Over the course of two three-month periods, a front-line manufacturing team has gathered for an hour each week to discuss literature. Facilitated by faculty members from a local college, the team has discussed short stories, novels and nonfiction selections.
Selected Readings
-Ernest Hemingway, In Our Time
-Tim O’Brien, The Things They Carried
-Jim Shepard, You Think That’s Bad
-Tobias Wolff, The Night in Question
-John Steinbeck, Of Mice & Men
-Denise Kiernan, The Girls of Atomic City
-William Shakespeare, Macbeth
Results and Participant Reflections
In interviews, participants reflected on the Reflection Point experience, appreciating the way the sessions:
Established bonds between participants and encouraged them to recognize other perspectives.

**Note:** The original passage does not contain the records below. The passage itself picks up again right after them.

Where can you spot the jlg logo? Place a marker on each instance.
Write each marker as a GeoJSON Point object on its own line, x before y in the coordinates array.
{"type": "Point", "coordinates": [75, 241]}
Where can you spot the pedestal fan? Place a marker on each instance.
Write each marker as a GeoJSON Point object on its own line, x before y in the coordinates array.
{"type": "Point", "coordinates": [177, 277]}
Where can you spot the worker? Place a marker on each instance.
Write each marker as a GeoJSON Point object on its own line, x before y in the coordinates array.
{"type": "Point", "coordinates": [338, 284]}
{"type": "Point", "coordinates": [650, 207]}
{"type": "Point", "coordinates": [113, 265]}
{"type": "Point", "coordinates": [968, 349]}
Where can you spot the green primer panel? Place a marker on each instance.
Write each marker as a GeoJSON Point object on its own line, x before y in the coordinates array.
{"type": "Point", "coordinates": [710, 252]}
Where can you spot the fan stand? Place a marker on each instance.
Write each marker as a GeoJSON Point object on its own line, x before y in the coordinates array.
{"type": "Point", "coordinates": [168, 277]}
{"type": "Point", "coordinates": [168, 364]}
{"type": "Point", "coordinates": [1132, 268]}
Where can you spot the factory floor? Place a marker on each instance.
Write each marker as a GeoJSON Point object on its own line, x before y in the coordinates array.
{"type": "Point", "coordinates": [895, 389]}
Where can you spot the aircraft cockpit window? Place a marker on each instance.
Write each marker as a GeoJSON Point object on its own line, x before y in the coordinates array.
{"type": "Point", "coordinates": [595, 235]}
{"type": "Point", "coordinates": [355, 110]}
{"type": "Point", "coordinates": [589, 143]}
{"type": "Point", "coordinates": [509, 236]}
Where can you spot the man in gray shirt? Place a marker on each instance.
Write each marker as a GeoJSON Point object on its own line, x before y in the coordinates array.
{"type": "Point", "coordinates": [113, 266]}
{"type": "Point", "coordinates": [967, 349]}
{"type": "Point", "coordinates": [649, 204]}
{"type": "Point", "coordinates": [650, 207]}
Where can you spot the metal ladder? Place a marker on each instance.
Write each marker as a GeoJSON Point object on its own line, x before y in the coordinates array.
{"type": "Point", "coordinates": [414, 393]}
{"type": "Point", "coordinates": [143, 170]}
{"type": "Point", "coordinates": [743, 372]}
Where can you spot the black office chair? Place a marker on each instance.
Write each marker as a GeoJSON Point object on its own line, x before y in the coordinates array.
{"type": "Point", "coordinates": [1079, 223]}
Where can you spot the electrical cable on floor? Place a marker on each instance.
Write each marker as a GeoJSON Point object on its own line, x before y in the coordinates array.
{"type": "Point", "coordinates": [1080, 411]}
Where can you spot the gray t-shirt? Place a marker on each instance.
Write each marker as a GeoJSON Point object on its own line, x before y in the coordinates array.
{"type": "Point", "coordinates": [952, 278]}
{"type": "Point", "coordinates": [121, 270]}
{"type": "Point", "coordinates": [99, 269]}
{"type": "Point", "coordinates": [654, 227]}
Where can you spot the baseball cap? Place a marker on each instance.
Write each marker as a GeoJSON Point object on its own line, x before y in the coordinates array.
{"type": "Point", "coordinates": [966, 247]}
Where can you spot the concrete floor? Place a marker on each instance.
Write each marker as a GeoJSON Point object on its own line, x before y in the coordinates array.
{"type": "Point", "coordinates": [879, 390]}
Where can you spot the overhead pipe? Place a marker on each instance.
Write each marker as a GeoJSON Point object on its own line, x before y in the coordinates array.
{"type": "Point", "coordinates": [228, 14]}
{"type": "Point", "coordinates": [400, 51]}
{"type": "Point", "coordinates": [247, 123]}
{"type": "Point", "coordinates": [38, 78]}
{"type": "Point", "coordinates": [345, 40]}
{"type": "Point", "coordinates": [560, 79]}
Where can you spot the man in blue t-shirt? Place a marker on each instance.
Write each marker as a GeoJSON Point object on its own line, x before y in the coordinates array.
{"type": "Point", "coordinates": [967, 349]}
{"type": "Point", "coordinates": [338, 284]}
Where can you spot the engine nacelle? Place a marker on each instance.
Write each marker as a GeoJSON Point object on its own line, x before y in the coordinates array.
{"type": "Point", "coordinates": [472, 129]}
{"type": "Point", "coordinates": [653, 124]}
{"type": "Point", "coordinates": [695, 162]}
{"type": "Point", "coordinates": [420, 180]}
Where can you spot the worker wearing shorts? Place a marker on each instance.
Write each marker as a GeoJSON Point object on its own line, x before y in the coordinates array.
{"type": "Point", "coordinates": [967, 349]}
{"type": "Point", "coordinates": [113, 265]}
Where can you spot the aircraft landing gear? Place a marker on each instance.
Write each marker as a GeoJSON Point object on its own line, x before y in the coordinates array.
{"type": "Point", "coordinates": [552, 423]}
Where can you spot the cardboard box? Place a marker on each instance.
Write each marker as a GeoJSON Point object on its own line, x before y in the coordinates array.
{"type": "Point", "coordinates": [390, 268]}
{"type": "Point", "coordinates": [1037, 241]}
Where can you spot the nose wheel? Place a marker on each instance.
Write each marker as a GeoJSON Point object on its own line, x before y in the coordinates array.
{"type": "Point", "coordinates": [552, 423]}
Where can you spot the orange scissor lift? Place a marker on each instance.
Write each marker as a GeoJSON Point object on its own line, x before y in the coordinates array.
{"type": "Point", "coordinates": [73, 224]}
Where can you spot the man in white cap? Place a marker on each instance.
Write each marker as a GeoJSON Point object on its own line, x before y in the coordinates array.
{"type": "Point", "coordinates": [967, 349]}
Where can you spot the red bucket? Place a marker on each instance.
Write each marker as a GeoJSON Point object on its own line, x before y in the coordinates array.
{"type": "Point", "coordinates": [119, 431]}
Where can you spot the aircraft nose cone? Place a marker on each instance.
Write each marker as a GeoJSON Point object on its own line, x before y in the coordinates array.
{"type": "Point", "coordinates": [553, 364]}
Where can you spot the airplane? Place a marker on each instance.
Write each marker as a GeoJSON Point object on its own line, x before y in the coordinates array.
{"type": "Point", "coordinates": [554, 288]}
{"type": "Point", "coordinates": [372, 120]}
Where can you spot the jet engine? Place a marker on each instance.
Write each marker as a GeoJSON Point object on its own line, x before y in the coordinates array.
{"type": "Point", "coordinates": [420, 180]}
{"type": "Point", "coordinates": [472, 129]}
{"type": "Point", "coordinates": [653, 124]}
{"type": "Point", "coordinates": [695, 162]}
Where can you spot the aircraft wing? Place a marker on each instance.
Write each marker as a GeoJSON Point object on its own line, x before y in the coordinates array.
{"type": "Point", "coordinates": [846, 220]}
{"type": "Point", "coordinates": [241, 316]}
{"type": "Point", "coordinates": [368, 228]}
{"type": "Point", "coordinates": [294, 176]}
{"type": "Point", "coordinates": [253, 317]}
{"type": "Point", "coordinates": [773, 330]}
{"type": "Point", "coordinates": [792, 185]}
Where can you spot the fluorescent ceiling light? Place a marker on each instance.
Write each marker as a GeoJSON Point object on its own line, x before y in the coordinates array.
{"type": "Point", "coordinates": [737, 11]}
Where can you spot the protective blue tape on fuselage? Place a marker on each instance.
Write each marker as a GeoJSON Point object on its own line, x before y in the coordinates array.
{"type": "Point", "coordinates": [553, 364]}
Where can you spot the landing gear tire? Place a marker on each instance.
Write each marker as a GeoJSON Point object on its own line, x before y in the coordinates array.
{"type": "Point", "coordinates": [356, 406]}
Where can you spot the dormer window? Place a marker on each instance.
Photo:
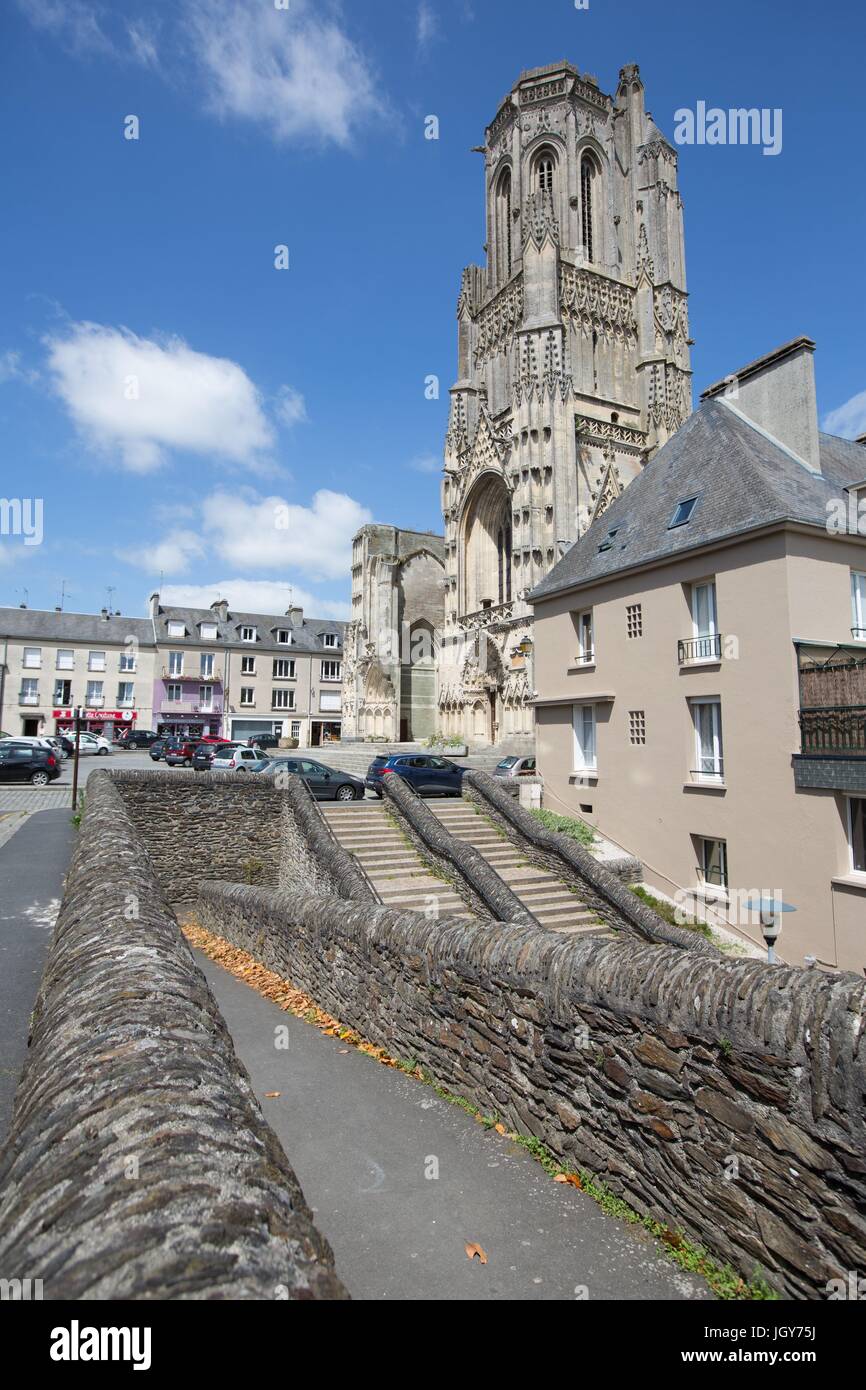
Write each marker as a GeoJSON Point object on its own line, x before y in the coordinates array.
{"type": "Point", "coordinates": [683, 512]}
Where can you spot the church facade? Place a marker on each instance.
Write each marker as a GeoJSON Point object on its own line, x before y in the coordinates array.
{"type": "Point", "coordinates": [573, 367]}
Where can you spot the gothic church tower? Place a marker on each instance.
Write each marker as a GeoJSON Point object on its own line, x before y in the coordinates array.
{"type": "Point", "coordinates": [573, 367]}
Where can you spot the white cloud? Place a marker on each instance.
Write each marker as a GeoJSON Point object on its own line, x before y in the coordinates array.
{"type": "Point", "coordinates": [427, 24]}
{"type": "Point", "coordinates": [291, 407]}
{"type": "Point", "coordinates": [141, 398]}
{"type": "Point", "coordinates": [270, 533]}
{"type": "Point", "coordinates": [848, 419]}
{"type": "Point", "coordinates": [293, 71]}
{"type": "Point", "coordinates": [255, 597]}
{"type": "Point", "coordinates": [11, 369]}
{"type": "Point", "coordinates": [173, 555]}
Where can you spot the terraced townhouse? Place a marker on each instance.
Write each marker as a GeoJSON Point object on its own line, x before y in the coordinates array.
{"type": "Point", "coordinates": [701, 666]}
{"type": "Point", "coordinates": [181, 670]}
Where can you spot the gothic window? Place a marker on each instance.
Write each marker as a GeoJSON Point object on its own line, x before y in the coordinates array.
{"type": "Point", "coordinates": [544, 173]}
{"type": "Point", "coordinates": [503, 221]}
{"type": "Point", "coordinates": [588, 182]}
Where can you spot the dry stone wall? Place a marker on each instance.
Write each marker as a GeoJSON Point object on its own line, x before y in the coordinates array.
{"type": "Point", "coordinates": [722, 1097]}
{"type": "Point", "coordinates": [139, 1164]}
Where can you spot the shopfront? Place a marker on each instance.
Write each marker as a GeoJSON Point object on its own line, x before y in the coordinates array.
{"type": "Point", "coordinates": [110, 723]}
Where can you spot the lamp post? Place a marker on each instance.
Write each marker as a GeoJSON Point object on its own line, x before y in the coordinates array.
{"type": "Point", "coordinates": [769, 912]}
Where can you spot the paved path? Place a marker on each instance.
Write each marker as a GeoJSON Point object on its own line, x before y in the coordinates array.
{"type": "Point", "coordinates": [360, 1137]}
{"type": "Point", "coordinates": [32, 866]}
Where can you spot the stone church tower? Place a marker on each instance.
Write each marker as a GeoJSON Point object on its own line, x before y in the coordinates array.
{"type": "Point", "coordinates": [573, 367]}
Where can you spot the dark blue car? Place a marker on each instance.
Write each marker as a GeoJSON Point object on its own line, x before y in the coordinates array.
{"type": "Point", "coordinates": [430, 776]}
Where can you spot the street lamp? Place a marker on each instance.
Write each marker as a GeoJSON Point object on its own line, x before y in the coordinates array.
{"type": "Point", "coordinates": [769, 912]}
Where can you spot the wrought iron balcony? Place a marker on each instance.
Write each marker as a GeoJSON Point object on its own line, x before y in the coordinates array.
{"type": "Point", "coordinates": [838, 729]}
{"type": "Point", "coordinates": [692, 649]}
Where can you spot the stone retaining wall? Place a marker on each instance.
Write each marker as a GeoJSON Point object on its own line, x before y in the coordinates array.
{"type": "Point", "coordinates": [599, 888]}
{"type": "Point", "coordinates": [473, 877]}
{"type": "Point", "coordinates": [722, 1097]}
{"type": "Point", "coordinates": [138, 1164]}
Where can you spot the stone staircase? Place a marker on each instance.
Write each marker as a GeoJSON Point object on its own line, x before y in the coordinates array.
{"type": "Point", "coordinates": [546, 897]}
{"type": "Point", "coordinates": [392, 865]}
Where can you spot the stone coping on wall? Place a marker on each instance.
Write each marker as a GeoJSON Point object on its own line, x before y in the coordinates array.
{"type": "Point", "coordinates": [138, 1162]}
{"type": "Point", "coordinates": [466, 862]}
{"type": "Point", "coordinates": [724, 1098]}
{"type": "Point", "coordinates": [597, 884]}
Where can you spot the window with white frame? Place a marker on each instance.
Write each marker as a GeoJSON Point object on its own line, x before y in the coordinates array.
{"type": "Point", "coordinates": [713, 861]}
{"type": "Point", "coordinates": [585, 642]}
{"type": "Point", "coordinates": [856, 833]}
{"type": "Point", "coordinates": [858, 605]}
{"type": "Point", "coordinates": [709, 762]}
{"type": "Point", "coordinates": [705, 630]}
{"type": "Point", "coordinates": [583, 720]}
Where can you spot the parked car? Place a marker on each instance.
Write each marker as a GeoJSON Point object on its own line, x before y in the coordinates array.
{"type": "Point", "coordinates": [237, 758]}
{"type": "Point", "coordinates": [206, 752]}
{"type": "Point", "coordinates": [138, 738]}
{"type": "Point", "coordinates": [428, 774]}
{"type": "Point", "coordinates": [29, 762]}
{"type": "Point", "coordinates": [92, 744]}
{"type": "Point", "coordinates": [515, 767]}
{"type": "Point", "coordinates": [180, 752]}
{"type": "Point", "coordinates": [263, 741]}
{"type": "Point", "coordinates": [325, 783]}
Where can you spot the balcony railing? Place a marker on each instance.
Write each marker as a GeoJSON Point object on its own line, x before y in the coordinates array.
{"type": "Point", "coordinates": [838, 729]}
{"type": "Point", "coordinates": [706, 648]}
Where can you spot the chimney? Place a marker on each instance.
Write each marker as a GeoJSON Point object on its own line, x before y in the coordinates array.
{"type": "Point", "coordinates": [777, 395]}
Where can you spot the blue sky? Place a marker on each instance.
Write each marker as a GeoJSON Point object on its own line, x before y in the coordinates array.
{"type": "Point", "coordinates": [148, 266]}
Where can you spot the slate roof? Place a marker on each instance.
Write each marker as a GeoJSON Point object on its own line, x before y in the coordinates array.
{"type": "Point", "coordinates": [306, 638]}
{"type": "Point", "coordinates": [49, 626]}
{"type": "Point", "coordinates": [742, 481]}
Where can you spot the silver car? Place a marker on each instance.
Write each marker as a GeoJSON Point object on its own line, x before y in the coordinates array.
{"type": "Point", "coordinates": [515, 767]}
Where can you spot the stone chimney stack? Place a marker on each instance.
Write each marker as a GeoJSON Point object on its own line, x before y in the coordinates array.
{"type": "Point", "coordinates": [777, 395]}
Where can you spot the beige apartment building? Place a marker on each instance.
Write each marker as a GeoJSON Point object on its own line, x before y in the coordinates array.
{"type": "Point", "coordinates": [701, 666]}
{"type": "Point", "coordinates": [53, 662]}
{"type": "Point", "coordinates": [238, 674]}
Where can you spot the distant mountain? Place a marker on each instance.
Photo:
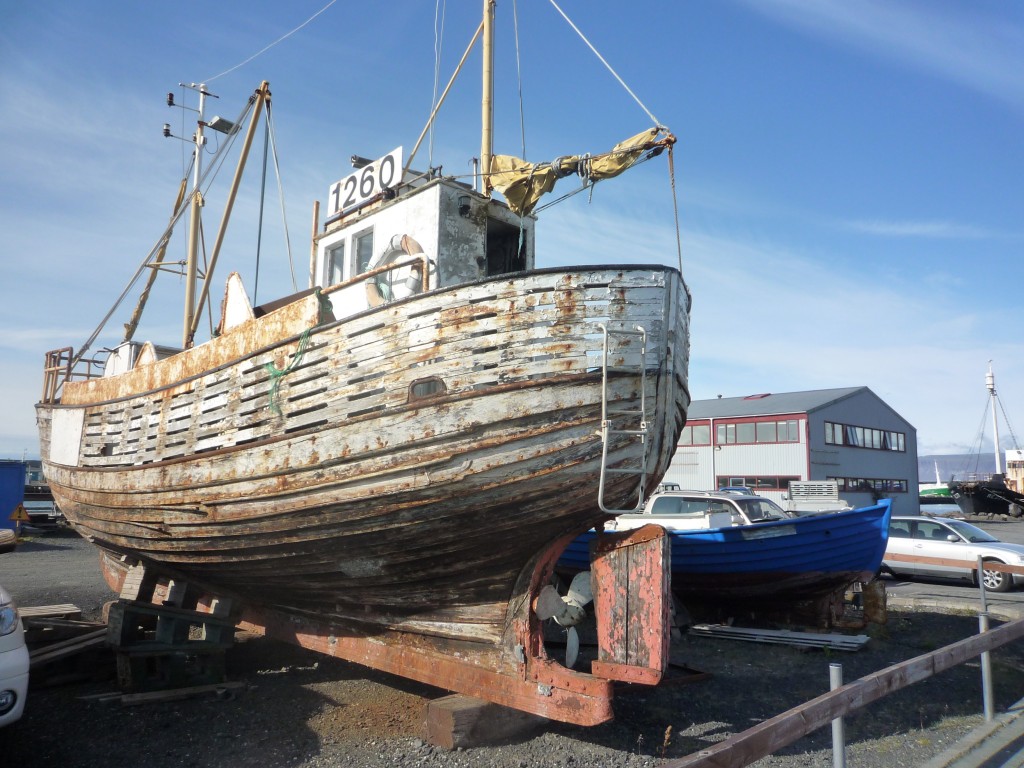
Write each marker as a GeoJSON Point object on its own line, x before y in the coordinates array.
{"type": "Point", "coordinates": [954, 466]}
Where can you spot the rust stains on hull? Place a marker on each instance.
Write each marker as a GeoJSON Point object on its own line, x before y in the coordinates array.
{"type": "Point", "coordinates": [400, 478]}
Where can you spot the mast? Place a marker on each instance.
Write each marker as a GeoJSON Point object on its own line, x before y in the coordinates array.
{"type": "Point", "coordinates": [194, 225]}
{"type": "Point", "coordinates": [990, 383]}
{"type": "Point", "coordinates": [486, 102]}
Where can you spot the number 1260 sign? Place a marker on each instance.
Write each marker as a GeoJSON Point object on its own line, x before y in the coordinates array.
{"type": "Point", "coordinates": [367, 182]}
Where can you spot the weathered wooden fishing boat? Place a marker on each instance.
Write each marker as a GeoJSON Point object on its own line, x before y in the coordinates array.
{"type": "Point", "coordinates": [386, 466]}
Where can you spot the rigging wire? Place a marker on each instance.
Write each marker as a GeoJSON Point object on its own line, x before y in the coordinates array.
{"type": "Point", "coordinates": [281, 194]}
{"type": "Point", "coordinates": [262, 199]}
{"type": "Point", "coordinates": [205, 178]}
{"type": "Point", "coordinates": [1009, 425]}
{"type": "Point", "coordinates": [606, 65]}
{"type": "Point", "coordinates": [265, 49]}
{"type": "Point", "coordinates": [439, 8]}
{"type": "Point", "coordinates": [518, 69]}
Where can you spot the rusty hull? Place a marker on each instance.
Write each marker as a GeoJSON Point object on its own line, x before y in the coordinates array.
{"type": "Point", "coordinates": [392, 475]}
{"type": "Point", "coordinates": [631, 570]}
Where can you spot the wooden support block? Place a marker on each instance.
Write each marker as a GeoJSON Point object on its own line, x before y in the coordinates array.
{"type": "Point", "coordinates": [65, 610]}
{"type": "Point", "coordinates": [459, 721]}
{"type": "Point", "coordinates": [177, 694]}
{"type": "Point", "coordinates": [132, 587]}
{"type": "Point", "coordinates": [56, 651]}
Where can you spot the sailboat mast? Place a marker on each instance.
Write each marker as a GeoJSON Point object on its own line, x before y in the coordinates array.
{"type": "Point", "coordinates": [487, 105]}
{"type": "Point", "coordinates": [990, 383]}
{"type": "Point", "coordinates": [194, 226]}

“It makes you come together, and it makes you talk to other people that you work with and see things from their perspective, getting different ideas out there.”
“We learn a lot about each other. We all have different things that go on in life, and we relate these things to what we read. It makes a bonding between the employees that are here.”
Boosted the potential for innovation
"We're trying to change our culture. We've been doing things a certain way for over a hundred years, and we're trying to get away from that. Reflection Point makes you come together, and it makes you talk to other people that you work with and see things from their perspective. It gets different ideas out there. That's what we need, lots of different ideas, not just the same idea.”
Increased participants’ respect for and understanding of others.
“Honestly, we disagreed at times. Then by the time our hour was up, we had gone, ‘Maybe you aren’t always so right or wrong. There’s a gray area sometimes. It’s not black or white.’ I didn’t always see that gray area. I tend to see that more now.”
Fostered critical thinking.
“The professor taught me to look past what was written on the page to see the story behind the story. As a team coordinator I’ve been able to solve some of the problems I didn’t know were there just by looking past what I was being told by my colleagues.”
Supervisor Reflections
The manufacturing team’s supervisor appreciated the way Reflection Point created a sense of community and an ease of communication between himself and the team.
“Overall, the people in that group were more comfortable expressing themselves in different forums, and way more comfortable with me as their boss.”
“It was interesting to sit with the team and talk about our own perspectives and have a facilitator to bring it into focus. It brought our work group closer together, opened up lines of communication, and broke down barriers.”
“I realized that there’s a little more depth to some of these guys than I knew before, and hopefully they thought the same thing about me.”